O MÉRITO DO RECURSO DO ARGUIDO

1- A pretensa falta de fundamento para a aplicação de uma multa ao arguido/recorrente.

O artigo 116º, nº 1, do C.P.P., prevê a condenação em multa de quem faltar injustificadamente a acto ou diligência processual para a qual tenha sido regularmente convocado ou notificado.

Por seu turno, o artigo 117º do citado diploma legal rege sobre a justificação da falta, dispondo, no seu nº 1: “considera-se justificada a falta motivada por facto não imputável ao faltoso que o impeça de comparecer no acto processual para que foi convocado ou notificado”.

O arguido/recorrente devidamente notificado para o efeito não compareceu no Tribunal dia 4 de Dezembro de 2023, pelas 14:00h, data agendada para realização do seu interrogatório e debate instrutório.

Dúvidas não existem quanto à regularidade da notificação em questão, bem como quanto à não comparência do arguido/recorrente no dia e hora agendada para as diligências em questão.

Com vista à justificação da falta às diligências designadas, o arguido/recorrente juntou aos autos no próprio dia 4.12.2023, pelas 11h 41m., um documento para “justificação a sua falta”.

O referido documento tem o seguinte teor: Declaro para os fins convenientes que compareceu nesta unidade de Saúde AA, no dia 4/12/23 das 11-45 às 11-55, por motivo de marcar consulta.

Insurge-se o Arguido/Recorrente contra o facto de o Tribunal a quo o ter condenado na multa processual de 3 UC’s por ter faltado injustificadamente à diligência designada para as 14:00h do dia 4/12/2013.

O tribunal “a quo” fundamentou do seguinte modo a condenação do Arguido ora Recorrente na multa processual de 3 UC’s:

“……As duas diligências (1º interrogatório e debate instrutório) foram designadas para as 14:00 horas de 4 de dezembro de 2023. Dado o teor do documento que juntou, dele consta que o arguido esteve presente na unidade de saúde do …, supõe-se, entre as 11:45 e as 11:55 do dia de hoje para marcar consulta. Não há nenhum comprovativo atinente à urgência dessa consulta ou à urgência da sua marcação, sendo que às 11:55h o arguido poderia ter-se encaminhado para a diligência das 14:00 horas em …, não se vislumbrando, considerando tal hiato temporal que tal lhe tivesse sido impossível. Nesta medida, não consideramos que seja a sua falta justificada nem consideramos que estivesse impossibilitado de comparecer às diligências para hoje designadas.”

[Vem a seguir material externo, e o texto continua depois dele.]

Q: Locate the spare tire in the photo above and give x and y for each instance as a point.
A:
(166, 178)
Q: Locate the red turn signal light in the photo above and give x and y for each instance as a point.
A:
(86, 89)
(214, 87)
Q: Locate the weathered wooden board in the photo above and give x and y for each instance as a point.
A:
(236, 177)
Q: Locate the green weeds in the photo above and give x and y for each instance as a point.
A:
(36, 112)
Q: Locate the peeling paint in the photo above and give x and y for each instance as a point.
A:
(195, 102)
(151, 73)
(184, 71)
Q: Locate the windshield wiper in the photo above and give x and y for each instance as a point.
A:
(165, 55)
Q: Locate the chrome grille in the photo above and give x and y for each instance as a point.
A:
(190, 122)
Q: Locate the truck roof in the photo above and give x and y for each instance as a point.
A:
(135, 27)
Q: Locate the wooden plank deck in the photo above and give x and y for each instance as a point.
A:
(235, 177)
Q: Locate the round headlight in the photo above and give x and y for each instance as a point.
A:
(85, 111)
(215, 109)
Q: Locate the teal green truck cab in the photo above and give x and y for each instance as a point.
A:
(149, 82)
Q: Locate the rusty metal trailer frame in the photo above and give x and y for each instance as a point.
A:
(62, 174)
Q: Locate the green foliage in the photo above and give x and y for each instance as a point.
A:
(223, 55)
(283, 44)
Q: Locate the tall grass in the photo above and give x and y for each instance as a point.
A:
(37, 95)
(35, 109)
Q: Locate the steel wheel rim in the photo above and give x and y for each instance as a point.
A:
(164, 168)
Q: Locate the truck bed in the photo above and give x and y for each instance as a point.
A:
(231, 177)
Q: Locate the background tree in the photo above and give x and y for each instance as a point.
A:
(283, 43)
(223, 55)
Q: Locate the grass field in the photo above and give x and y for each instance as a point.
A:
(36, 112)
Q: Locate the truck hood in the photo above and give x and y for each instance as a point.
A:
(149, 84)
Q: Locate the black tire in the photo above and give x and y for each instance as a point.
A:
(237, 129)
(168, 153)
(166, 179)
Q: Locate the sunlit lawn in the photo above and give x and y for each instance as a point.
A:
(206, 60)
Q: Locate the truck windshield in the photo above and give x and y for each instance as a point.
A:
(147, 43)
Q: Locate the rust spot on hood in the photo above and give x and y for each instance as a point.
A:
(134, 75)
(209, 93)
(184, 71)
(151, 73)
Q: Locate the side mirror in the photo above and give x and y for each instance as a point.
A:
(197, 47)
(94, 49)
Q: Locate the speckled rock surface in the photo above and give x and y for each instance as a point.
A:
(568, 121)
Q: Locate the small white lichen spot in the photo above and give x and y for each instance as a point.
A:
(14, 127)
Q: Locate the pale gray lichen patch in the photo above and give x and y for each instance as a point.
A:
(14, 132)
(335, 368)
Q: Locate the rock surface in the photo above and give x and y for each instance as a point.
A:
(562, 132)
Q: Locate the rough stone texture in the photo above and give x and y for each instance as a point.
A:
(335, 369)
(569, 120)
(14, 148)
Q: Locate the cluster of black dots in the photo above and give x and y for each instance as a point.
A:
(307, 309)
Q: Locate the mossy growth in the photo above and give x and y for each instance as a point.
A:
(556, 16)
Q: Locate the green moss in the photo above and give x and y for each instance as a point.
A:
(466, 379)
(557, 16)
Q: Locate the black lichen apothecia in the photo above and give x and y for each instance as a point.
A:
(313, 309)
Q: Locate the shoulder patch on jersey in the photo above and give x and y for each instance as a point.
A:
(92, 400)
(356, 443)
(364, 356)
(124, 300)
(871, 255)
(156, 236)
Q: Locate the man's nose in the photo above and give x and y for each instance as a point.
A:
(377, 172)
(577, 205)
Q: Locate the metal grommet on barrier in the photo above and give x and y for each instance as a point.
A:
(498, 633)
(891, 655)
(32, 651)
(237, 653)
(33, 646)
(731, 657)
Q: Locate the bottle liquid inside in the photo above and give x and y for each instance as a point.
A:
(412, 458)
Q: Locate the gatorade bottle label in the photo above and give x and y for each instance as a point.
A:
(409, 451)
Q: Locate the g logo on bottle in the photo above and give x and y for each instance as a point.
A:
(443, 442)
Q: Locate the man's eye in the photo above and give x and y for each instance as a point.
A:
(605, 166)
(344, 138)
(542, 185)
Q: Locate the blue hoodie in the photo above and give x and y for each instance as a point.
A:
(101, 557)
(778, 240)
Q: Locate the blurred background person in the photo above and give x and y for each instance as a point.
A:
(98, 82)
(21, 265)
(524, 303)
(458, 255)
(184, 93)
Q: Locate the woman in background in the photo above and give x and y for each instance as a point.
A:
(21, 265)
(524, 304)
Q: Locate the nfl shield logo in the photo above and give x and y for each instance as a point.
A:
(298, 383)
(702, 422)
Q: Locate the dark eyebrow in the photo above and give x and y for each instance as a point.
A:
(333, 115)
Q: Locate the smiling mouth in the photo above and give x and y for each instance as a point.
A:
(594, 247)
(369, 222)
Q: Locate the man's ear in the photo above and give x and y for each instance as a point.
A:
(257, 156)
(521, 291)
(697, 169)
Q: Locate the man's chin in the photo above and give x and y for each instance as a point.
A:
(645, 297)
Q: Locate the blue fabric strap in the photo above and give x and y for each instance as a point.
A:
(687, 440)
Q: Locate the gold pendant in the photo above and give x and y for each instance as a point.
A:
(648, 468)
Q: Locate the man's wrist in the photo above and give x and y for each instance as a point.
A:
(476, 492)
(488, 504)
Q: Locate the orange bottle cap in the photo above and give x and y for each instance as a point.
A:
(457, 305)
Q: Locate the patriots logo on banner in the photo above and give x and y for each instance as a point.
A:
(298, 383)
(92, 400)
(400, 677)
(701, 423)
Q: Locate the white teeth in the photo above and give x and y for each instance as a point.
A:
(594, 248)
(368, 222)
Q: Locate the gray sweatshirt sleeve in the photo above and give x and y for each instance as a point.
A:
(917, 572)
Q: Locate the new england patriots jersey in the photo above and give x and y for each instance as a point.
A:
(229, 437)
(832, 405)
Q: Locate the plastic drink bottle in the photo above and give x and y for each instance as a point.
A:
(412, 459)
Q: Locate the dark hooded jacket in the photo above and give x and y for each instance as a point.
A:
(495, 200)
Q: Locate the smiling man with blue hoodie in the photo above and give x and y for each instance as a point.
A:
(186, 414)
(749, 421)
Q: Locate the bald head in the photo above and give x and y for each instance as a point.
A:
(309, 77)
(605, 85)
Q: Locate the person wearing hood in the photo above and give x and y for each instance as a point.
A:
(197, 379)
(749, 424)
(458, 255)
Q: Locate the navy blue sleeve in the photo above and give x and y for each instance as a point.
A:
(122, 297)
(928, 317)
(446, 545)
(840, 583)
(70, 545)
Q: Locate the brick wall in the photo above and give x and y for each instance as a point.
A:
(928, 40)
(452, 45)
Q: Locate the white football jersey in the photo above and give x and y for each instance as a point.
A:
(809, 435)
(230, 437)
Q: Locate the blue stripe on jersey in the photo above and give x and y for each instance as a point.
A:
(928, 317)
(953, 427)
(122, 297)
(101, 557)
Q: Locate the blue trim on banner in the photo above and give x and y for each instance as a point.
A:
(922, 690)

Os argumentos aduzidos pelo tribunal “a quo” para fundamentar a condenação do arguido ora recorrente na multa processual de 3 UC’s por ter faltado às diligências designadas para as 14:00h do dia 4/12/2013, são irrefutáveis.

De resto, o recorrente nem se preocupa, minimamente, em pôr em crise a bondade da linha argumentativa adoptada pelo despacho recorrido limitando-se a alegar nas conclusões da sua peça recursiva que “Não existe qualquer fundamento para a coima”, não fundamentando, porém, onde se alicerça tal falta de fundamento, dispensando-se assim de carrear para a discussão novos argumentos.

Esta Relação não pode senão subscrever as razões doutamente aduzidas no despacho recorrido, não se mostrando sequer necessário aditar, em abono da solução perfilhada pela 1º instância, quaisquer novos argumentos.

Face ao exposto, improcede o recurso.

DECISÃO

Nestes termos, acordam os juízes da Secção Criminal deste Tribunal da Relação em negar provimento ao recurso, confirmando-se a decisão recorrida.

Fixa-se a taxa de justiça devida pelo Recorrente em 4 (quatro) Ucs.